Sculpture by Mihail Chemiakin

Children Are the Victims of Adult Vices is a group of bronze sculptures created by Russian artist Mihail Chemiakin. The sculptures are located in a park in Bolotnaya Square, Balchug, 2000 ft south of the Moscow Kremlin behind the British Ambassador's residence.

The monument consists of 15 sculptures. In the center of the composition are two blindfolded children. At their feet are two books: Russian Tales and Alexander Pushkin’s Fairy Tales, as well as a globe. The figures of children are surrounded by sculptures in the form of anthropomorphic monsters, personifying "adult" vices:

- Drug addiction – depicted as a bald man with bent wings offering a syringe.
- Prostitution – depicted as a woman with the head of a frog.
- Theft – depicted as a man with a boar's head, carrying away a bag of money.
- Alcoholism – depicted as Bacchus holding a goblet.
- Ignorance – depicted as a donkey holding a rattle in his hands.
- Pseudo-science is depicted as a caricature of Themis with a helmet over her eyes, a scroll with an alchemical tree, and a two-headed puppet.
- Propaganda of violence is depicted as an arms dealer.
- Sadism is depicted as a cassocked figure with a rhinoceros head.
- An empty pillory represents the forgotten victims of repression.
- The exploitation of child labor – depicted as a factory owner with the head of a bird.
- Poverty – depicted as an old woman begging for alms.
- War - a figure with bent wings and a gas mask resembling a character from Pink Floyd’s or a battle droid from Star Wars, holding a bomb with the head of Mickey Mouse. The wings are the same as those of Drug addiction.
- Indifference stands in the center of the composition and is shown as a many-armed figure, both deaf and unseeing.

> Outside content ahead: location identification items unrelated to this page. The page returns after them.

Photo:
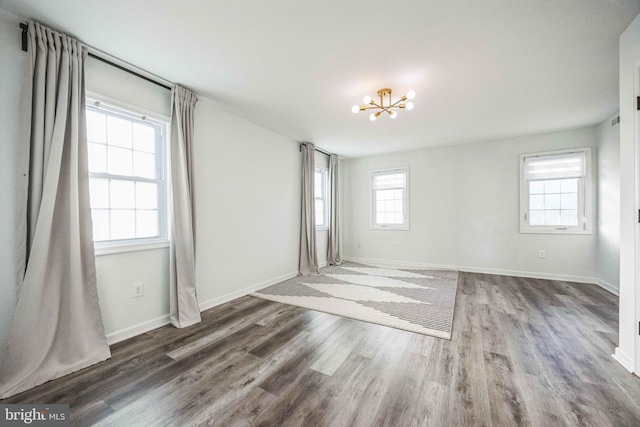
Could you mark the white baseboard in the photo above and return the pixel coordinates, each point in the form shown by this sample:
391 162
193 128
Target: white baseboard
499 272
623 359
140 328
206 305
608 286
149 325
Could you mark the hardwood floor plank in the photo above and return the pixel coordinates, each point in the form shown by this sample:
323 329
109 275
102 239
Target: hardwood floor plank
507 404
522 352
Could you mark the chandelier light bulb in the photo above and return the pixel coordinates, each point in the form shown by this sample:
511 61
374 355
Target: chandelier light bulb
385 103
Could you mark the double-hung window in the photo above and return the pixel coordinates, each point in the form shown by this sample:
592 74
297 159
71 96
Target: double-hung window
389 207
126 177
555 192
321 198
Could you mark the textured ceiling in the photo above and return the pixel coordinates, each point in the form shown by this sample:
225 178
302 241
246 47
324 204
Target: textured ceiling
481 69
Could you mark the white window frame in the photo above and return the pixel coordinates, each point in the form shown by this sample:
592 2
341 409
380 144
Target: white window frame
325 197
584 198
110 106
373 225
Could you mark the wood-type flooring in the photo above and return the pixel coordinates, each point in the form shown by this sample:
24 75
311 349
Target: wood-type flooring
523 352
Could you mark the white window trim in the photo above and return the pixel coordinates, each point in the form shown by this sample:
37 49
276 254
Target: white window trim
141 244
325 197
400 227
587 227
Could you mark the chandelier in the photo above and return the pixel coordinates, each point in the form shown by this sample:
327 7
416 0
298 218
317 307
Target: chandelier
385 104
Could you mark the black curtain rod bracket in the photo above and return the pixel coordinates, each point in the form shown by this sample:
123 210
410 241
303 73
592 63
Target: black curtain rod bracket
25 46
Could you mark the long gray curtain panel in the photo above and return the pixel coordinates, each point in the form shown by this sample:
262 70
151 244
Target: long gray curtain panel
57 326
184 309
333 245
308 257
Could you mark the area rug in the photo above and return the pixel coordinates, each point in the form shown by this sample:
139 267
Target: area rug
416 300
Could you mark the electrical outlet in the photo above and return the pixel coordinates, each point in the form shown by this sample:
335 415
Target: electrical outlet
138 289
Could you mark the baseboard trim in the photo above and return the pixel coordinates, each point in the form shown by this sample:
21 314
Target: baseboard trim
140 328
499 272
608 286
623 359
149 325
245 291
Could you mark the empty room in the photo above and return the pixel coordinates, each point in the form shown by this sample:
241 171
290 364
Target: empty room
328 213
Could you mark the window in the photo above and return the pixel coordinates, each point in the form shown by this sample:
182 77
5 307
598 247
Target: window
390 199
555 192
126 176
321 199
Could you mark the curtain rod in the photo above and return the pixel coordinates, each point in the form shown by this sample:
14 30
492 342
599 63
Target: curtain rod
326 153
24 27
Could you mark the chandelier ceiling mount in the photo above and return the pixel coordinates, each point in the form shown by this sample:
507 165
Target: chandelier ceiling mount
385 104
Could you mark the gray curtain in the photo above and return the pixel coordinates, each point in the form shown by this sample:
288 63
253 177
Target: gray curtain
308 257
57 326
184 309
333 246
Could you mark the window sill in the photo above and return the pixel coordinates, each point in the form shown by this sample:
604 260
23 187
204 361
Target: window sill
132 247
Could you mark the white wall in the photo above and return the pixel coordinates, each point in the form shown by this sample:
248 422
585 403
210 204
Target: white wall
626 352
464 211
608 230
123 315
247 192
322 236
13 62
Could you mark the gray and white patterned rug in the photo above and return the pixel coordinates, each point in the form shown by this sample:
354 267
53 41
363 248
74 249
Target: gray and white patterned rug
416 300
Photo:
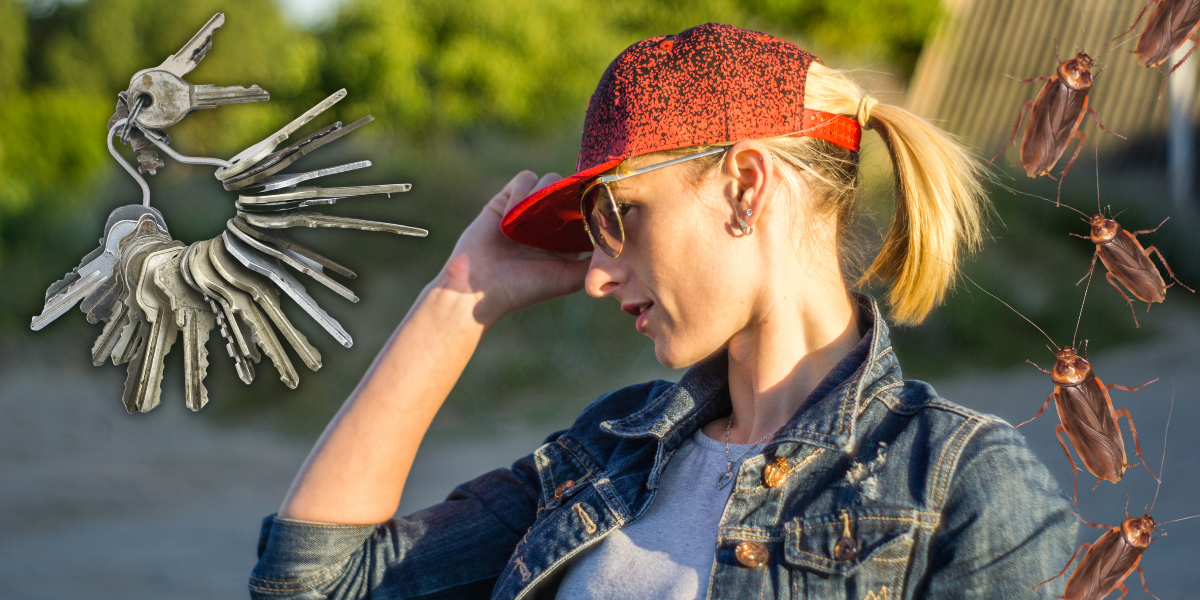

The sculpture was commissioned by then-Mayor Yuri Luzhkov and sponsored by the state-owned oil company Rosneft. It was unveiled in 2001 amid some controversy. Some Muscovites worried that the graphic imagery would frighten children. Chemiakin said that, "[The sculpture] ... was conceived and carried out by me as a symbol and a call to fight for the salvation of present and future generations."